There are several limitations to this study. First, there is a discrepancy in the timing of the study assessments of RKOA and the cytokine assays (Table ). Serum samples were not available at baseline when the first set of radiographs was obtained. Thus, it is not known how many individuals had RKOA at year 5 (when the first serum samples were assayed). Likewise, the number of subjects having elevated IL-6 levels at baseline, when the first radiographic examination was conducted, is not known. This was the main reason for testing the association between the cytokine levels at year 5 with RKOA at year 10.
The second limitation is that inflammatory cytokines were measured in the circulation and not in synovial fluid. It is possible that serum cytokines could originate from a different tissue. In addition, the decreasing sample size with each followup visit, albeit inevitable in a longitudinal study of this kind, did contribute to a loss of statistical power. We found, however, no evidence of a systematic bias resulting from the loss of baseline subjects at followup. First, only a relatively small proportion of the sample was lost during the followup period. Second, IL-6 levels and OA prevalence rates at the baseline examination did not differ between those who subsequently dropped out and the total group.
The effect of limited sample size was pronounced when multivariate analyses were undertaken, since the small sample numbers at baseline would not allow us to specifically examine progressive disease. However, we believe that incidence and progression may be interchangeable in this kind of study. For example, since we defined RKOA as a K/L grade ≥2 in either knee, those with a K/L grade ≥1 at baseline whose disease then progressed would be considered an incident case, although really they should be considered “progressors.” Indeed, when we compared IL-6 levels according to K/L grade (unaffected = K/L grade <2, minor RKOA = K/L grade = 2, and severe RKOA = K/L grade >2), a consistent association of continuous increases in these parameters was observed (Figure ), which was consistent with the ORs for RKOA by quartiles of IL-6 levels. Similarly, if we had used magnetic resonance imaging or another more sensitive measure of disease, then most incident cases would probably be those with minor OA detectable at baseline. Clearly, the study would have benefited from current radiologic standards and techniques for the knee, although any misclassification due to the extended knee position would have acted to obscure the results.
It is also important to note that this study did not examine the effect of OA comorbidity in the other joints. This would lead to a much more complex analysis of the data, which was beyond the scope of this study.
A further, minor limitation is that the study was undertaken using data only from female subjects.
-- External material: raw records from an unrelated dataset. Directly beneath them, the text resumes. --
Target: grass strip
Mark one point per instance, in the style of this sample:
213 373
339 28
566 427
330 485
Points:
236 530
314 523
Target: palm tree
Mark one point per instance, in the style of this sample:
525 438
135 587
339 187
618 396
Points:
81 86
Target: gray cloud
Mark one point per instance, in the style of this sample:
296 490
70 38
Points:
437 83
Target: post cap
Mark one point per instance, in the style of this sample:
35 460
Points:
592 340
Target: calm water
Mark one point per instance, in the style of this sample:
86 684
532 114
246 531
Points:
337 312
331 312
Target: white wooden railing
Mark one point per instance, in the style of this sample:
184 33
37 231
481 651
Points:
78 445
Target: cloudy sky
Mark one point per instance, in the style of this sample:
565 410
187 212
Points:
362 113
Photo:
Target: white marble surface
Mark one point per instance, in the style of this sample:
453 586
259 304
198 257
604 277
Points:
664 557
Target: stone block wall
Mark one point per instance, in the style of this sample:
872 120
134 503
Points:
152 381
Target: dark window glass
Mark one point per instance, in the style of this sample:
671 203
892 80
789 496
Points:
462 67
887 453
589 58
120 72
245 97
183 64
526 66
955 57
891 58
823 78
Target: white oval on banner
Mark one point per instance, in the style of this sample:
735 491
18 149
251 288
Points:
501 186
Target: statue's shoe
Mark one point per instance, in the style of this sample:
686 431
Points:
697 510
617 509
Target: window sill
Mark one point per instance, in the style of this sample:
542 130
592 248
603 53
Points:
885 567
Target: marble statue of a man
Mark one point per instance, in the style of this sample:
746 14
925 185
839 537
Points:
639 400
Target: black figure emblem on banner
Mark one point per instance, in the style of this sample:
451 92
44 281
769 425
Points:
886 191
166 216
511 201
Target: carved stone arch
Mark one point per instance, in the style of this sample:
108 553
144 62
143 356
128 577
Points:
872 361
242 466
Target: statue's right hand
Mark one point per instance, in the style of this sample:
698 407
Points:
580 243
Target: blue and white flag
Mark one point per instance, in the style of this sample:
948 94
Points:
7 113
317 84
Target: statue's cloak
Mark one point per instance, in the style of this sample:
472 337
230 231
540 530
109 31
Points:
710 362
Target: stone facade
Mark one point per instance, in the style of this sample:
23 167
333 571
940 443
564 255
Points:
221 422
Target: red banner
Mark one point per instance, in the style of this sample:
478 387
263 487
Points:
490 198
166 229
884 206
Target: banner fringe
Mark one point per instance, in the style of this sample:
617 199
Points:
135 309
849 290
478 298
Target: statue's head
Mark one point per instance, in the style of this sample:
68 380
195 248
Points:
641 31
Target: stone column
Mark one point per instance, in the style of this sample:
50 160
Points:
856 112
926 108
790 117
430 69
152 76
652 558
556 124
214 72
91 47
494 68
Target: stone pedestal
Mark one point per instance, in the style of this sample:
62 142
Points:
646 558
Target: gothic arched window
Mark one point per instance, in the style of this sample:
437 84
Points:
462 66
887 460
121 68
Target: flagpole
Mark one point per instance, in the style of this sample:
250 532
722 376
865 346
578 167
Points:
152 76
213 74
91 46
OA is increasingly recognized to be site- and sex-specific, and therefore the present results may not be directly extrapolated to men. There is little evidence, however, to suggest that cytokine expression differs significantly between the sexes.
In conclusion, the present findings suggest that a higher BMI and increased circulating levels of IL-6 are associated with the development of RKOA. IL-6 is therefore a potential new biomarker for OA development and may provide useful information in the prediction of disease outcome. Moreover, highlighting the potential key role of IL-6 in the disease process may lead to studies of IL-6 blockade as a therapeutic strategy in OA.